Wataniya is now at the break-even point, but that it once suffered losses of as much as $20 million a year, he said.

 

“If it wasn’t for the commitment of the PIF and the Ooredoo Group … to the Palestinian economy, probably Wataniya would not have survived under these trying circumstances,” he said.

 

Smaller Palestinian entrepreneurs also expect an immediate 3G bump in business.

 

Ali Taha launched Rocab, an online taxi booking service, last July, but has so far captured only a tiny slice of the market.
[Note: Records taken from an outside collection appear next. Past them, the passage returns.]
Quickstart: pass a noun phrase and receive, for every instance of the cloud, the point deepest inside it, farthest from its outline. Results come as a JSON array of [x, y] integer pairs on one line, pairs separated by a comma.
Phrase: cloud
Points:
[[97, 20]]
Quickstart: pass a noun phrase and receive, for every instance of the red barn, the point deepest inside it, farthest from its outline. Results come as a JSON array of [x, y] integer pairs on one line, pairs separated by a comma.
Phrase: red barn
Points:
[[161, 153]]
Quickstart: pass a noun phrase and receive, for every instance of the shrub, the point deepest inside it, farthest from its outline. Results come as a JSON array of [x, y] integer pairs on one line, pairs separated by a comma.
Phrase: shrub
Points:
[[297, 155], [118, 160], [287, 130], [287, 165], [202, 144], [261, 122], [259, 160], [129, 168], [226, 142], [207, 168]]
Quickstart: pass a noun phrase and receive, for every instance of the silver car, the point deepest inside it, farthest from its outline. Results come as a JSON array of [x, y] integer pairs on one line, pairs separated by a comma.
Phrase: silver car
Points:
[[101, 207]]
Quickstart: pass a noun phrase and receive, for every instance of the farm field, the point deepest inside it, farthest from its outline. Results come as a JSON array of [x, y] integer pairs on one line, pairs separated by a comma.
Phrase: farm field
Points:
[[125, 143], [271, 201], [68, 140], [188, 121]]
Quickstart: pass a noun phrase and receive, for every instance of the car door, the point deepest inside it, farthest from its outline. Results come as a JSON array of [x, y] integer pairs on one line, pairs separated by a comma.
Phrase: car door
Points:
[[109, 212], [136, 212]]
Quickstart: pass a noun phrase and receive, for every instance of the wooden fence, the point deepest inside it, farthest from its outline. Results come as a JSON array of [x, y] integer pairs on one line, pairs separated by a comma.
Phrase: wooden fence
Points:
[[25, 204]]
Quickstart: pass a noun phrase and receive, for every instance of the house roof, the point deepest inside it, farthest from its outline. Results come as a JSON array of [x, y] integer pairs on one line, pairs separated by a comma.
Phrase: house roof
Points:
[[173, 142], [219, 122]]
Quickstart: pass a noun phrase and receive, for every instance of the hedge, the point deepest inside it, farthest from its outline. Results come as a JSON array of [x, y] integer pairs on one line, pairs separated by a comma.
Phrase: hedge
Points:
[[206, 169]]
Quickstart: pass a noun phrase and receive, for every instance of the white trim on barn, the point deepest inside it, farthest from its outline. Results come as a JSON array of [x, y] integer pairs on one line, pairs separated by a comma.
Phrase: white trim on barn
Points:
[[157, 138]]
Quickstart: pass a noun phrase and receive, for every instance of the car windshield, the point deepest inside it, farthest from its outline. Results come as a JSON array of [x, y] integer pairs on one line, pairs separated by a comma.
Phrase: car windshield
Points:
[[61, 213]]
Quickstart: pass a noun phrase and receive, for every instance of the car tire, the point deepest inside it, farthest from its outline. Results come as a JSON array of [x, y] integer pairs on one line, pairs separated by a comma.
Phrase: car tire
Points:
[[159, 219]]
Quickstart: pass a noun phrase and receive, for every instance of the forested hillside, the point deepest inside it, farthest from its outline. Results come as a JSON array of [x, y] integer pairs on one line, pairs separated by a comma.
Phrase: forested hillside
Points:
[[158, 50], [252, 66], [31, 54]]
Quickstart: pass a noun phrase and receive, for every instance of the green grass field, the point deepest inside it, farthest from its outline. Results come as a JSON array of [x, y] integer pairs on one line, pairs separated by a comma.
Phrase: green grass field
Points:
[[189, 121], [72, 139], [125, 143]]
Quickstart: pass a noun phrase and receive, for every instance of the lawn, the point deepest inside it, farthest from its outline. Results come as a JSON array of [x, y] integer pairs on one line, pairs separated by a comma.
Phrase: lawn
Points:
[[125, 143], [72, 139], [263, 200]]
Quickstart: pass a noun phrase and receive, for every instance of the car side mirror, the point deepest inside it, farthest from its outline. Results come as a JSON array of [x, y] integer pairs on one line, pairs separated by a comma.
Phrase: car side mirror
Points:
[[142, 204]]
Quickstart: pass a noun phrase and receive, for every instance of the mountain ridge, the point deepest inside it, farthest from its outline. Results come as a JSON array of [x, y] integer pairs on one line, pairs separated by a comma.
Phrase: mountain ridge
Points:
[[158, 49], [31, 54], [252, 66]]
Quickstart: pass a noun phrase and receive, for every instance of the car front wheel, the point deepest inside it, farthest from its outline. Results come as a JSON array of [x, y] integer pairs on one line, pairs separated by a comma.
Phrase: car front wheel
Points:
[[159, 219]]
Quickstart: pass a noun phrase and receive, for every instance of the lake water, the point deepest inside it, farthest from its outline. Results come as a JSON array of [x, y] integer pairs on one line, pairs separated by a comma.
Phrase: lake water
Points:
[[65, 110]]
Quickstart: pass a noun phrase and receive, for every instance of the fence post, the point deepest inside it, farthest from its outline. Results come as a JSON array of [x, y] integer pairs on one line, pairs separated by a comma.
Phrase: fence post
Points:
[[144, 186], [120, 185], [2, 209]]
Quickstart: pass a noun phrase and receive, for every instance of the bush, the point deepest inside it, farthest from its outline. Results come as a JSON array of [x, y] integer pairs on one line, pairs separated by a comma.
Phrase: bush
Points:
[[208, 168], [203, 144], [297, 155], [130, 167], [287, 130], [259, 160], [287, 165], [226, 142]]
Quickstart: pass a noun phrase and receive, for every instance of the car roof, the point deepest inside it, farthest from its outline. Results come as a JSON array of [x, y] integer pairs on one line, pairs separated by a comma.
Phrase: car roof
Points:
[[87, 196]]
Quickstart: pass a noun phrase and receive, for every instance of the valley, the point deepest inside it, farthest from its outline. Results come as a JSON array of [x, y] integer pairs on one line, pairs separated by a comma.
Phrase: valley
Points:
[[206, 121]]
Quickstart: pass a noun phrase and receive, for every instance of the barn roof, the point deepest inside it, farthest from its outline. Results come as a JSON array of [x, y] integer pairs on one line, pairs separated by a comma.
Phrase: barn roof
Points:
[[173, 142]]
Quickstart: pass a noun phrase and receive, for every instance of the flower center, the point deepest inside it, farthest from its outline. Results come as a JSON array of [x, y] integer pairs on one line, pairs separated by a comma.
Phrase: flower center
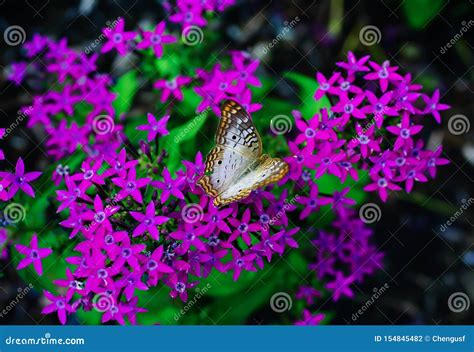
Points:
[[102, 273], [131, 186], [171, 84], [99, 217], [309, 132], [382, 182], [34, 254], [363, 139], [264, 219], [152, 265], [405, 133], [155, 39], [345, 85], [383, 73], [378, 107], [243, 227], [117, 38], [400, 161], [348, 108], [188, 17], [324, 86], [180, 287], [88, 174], [126, 252], [109, 239]]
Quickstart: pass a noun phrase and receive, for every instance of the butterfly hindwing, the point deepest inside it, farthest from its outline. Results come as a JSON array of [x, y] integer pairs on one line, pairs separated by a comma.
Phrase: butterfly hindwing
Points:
[[235, 166], [266, 171]]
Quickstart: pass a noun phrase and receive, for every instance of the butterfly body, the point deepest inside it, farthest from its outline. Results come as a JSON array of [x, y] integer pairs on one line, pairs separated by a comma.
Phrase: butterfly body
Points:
[[236, 165]]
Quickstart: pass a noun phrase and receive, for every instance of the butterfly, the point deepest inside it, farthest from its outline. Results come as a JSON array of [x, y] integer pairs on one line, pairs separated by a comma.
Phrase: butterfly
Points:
[[236, 166]]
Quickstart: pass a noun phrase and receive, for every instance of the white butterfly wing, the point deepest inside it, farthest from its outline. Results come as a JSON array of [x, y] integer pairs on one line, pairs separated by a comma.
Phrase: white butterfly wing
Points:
[[236, 166], [267, 170]]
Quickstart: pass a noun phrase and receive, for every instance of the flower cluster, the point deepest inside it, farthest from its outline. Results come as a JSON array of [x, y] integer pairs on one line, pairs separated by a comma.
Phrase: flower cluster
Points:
[[139, 224], [70, 87], [134, 238], [351, 135]]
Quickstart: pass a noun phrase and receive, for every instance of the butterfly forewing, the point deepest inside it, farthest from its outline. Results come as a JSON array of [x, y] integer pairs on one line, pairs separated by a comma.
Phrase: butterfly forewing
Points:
[[267, 170], [236, 166]]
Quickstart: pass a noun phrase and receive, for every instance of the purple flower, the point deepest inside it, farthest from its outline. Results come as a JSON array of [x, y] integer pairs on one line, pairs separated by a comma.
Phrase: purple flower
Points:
[[33, 255], [382, 185], [156, 39], [20, 179], [17, 72], [312, 202], [340, 286], [325, 84], [169, 186], [154, 127], [378, 107], [241, 262], [155, 267], [404, 133], [148, 222], [131, 185], [433, 160], [349, 107], [433, 105], [215, 219], [100, 215], [243, 227], [117, 38], [36, 45], [171, 87], [58, 304]]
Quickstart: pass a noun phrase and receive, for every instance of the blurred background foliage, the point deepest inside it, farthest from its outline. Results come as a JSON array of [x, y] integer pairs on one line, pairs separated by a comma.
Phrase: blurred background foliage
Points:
[[422, 265]]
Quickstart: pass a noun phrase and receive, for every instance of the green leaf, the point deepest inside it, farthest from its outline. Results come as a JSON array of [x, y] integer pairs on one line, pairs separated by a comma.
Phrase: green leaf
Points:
[[420, 12], [307, 86], [125, 88], [177, 142]]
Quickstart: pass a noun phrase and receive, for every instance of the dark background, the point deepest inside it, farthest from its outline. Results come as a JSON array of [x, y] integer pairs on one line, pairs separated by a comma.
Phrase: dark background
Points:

He expects a significant increase with 3G, since customers would be able to summon a ride from anywhere, instead of having to search for a location with WiFi.

 

Shadi Atshan, founder of the Palestinian start-up accelerator FastForward, said he expects app development to flourish and generate more Palestinian tech jobs.

 

For ordinary Palestinians, everyday life will get just a little easier.

 

Alaa Amouri, 20, a student, said she gets 4G from an Israeli provider that offers only partial coverage in the West Bank.

 

Mobile data from a Palestinian provider would offer real-time updates on potential trouble on the roads, said Amouri, who commutes between east Jerusalem and her West Bank university, passing through the crowded Israeli-run Qalandiya crossing almost daily.

 

“It (3G) helps in getting news updates,” she said. “Sometimes when we are at the Qalandiya crossing, we find it blocked without knowing why.”